Yakovlev VVP-6 - Wikipedia, the free encyclopedia
.
Perhaps the most radical design ever to emerge from the Yakovlev OKB studio, the VVP-6 appears more science fiction than a craft likely to have seen production. The VVP-6 was designed as a giant VTOL support platform which would work in coordination with VTOL jets, such as Yakovlev's Yak-38.[1]

Among the many functions envisioned for this line of vehicles was the transportation of food, fuel and munitions. The huge, box-like design was to have been 49m long. In one version it was capable of carrying a complete SAM missile system, including 6 SA-2 (ASCC name "Guideline") missiles with launchers mounted on the craft's upper surface. Reloads and supporting radars were to be stored internally.[1]

The VVP-6 was to have been fitted with six six-blade rotors mounted on six pylons extending from the craft's sides.
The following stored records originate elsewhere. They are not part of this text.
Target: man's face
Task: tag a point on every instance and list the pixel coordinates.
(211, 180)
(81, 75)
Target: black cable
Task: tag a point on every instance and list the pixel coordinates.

Each rotor was to have been driven by four turboshaft engines, giving the VVP-6 a total of 36 engines.[1]

The requirement for such a craft ended when the Soviet Air Force failed to put land-based VTOL jets into service.[1]

Yakovlev VVP-6 helicopter - development history, photos, technical data


----------



## Butters (Mar 5, 2010)

Surprised that the USMC hasn't been clamoring for something like that. You know, an AVALCT*...

*Aerial Vertical Assault Landing Craft-Tank

JL


----------



## wheelsup_cavu (Mar 9, 2010)

Interesting Russian project Comiso.


Wheels


----------